November 6, 2013 at 3:38 PMMichele Mottini

I was never particularly attracted by biology – my bent is definitely more towards physics/math. Genetics always picked my curiosity though, as a biology subject that looks a lot like math or computer science. Having said that, I know next to nothing about genetics, and the little I know is pretty confused.

Looking on-line for some enlightenment I came across Rosalind, that is a set of bioinformatics problems that can be solved directly on-line.

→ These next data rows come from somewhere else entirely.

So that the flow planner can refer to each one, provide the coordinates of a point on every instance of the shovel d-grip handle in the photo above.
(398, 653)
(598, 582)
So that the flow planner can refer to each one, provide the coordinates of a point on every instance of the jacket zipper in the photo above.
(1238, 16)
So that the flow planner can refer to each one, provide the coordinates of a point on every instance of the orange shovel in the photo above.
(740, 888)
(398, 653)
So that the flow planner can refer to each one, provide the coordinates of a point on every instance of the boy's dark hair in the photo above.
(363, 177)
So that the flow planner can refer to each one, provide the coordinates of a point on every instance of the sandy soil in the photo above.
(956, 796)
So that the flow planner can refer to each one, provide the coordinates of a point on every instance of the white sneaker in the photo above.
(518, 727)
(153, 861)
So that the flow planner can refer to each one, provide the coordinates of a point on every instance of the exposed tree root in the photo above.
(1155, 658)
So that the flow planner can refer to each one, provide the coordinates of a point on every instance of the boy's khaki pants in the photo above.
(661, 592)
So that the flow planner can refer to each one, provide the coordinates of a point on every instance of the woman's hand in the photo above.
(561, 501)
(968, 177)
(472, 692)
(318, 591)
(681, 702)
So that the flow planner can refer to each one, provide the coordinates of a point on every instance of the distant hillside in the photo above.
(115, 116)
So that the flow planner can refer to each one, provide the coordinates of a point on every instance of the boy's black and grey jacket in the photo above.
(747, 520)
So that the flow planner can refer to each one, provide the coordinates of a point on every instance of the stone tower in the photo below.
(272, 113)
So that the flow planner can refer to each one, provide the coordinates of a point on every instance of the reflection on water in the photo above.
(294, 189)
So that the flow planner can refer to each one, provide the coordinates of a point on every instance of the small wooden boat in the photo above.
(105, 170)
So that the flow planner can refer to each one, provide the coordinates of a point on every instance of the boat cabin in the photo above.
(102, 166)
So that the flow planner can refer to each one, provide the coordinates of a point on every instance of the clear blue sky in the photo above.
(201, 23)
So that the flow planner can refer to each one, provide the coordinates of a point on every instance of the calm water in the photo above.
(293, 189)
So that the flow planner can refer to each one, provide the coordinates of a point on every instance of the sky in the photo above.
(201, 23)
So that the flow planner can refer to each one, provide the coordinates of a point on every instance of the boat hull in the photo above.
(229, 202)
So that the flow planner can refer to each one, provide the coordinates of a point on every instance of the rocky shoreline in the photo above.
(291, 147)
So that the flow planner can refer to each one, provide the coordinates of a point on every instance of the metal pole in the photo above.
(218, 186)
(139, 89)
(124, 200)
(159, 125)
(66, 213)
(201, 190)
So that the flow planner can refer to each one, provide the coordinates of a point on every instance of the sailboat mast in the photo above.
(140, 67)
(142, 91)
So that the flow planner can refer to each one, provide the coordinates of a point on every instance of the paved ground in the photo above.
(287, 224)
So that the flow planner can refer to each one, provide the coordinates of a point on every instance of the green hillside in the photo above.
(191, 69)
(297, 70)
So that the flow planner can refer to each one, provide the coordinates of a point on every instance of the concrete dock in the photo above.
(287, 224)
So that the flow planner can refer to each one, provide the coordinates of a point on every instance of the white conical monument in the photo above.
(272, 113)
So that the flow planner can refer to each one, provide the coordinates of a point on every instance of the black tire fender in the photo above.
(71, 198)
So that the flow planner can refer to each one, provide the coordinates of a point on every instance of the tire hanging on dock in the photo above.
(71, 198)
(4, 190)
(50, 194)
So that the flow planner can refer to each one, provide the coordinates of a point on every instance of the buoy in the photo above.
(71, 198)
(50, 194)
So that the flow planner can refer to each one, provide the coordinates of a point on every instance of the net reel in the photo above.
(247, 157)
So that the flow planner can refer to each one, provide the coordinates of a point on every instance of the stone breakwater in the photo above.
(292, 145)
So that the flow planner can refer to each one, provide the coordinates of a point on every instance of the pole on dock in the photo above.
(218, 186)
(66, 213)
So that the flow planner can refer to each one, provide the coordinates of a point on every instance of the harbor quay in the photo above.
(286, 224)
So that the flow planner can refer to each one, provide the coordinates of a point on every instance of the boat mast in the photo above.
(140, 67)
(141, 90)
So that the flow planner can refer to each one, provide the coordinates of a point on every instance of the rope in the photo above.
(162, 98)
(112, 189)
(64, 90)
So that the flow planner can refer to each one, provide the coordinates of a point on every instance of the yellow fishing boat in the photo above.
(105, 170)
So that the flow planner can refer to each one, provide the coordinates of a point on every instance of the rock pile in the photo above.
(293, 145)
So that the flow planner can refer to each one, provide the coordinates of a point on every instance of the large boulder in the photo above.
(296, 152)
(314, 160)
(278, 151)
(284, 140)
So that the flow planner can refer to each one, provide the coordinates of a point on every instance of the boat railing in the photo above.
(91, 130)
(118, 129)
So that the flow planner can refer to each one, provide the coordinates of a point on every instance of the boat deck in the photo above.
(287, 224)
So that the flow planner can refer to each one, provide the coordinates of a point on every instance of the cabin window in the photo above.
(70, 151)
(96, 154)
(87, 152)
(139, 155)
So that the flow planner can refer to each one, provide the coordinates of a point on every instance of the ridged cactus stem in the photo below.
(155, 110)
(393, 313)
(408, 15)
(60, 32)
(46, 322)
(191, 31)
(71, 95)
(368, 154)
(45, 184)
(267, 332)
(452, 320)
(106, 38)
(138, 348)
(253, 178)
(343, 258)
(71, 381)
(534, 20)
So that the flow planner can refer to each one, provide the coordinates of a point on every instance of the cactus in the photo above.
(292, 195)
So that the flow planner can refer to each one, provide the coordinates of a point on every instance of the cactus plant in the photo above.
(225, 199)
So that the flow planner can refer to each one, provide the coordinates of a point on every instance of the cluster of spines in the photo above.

Each problem include an explanation of the biological background – with links to further reading and resources, a description of the problem itself and a test data set. A button on the page downloads a new input data-set and requires to post the corresponding answer, that is then automatically checked. The problems (100+) are organized in a tree, solving the easier ones ‘unlocks’ the more complex.

It is very nice resource: you learn some biology/genetics, and you solve related problems at the same time – learning specific programming techniques along the way.

The language of choice is Python (the site includes a Python tutorial), but the problems can solved in any language because the site checks just the results. (Users can optionally upload the program code as well as the results, but it is not required).

I started working on the Rosalind problems back in the summer and so far I solved 26 of them. I am using F# – its interactive mode is perfect for quickly writing and testing code, and most problems lend themselves quite well to a functional solution.

Recently I posted the code I wrote so far on GitHub. The solution of the problems requires writing not only bioinformatics specific functions but also functions doing graph manipulation, combinatorics/probability and general string handling. I tried to write these function as generic as possible, and I placed then in different modules, hopefully they could be of help not only for the specific Rosalind problems.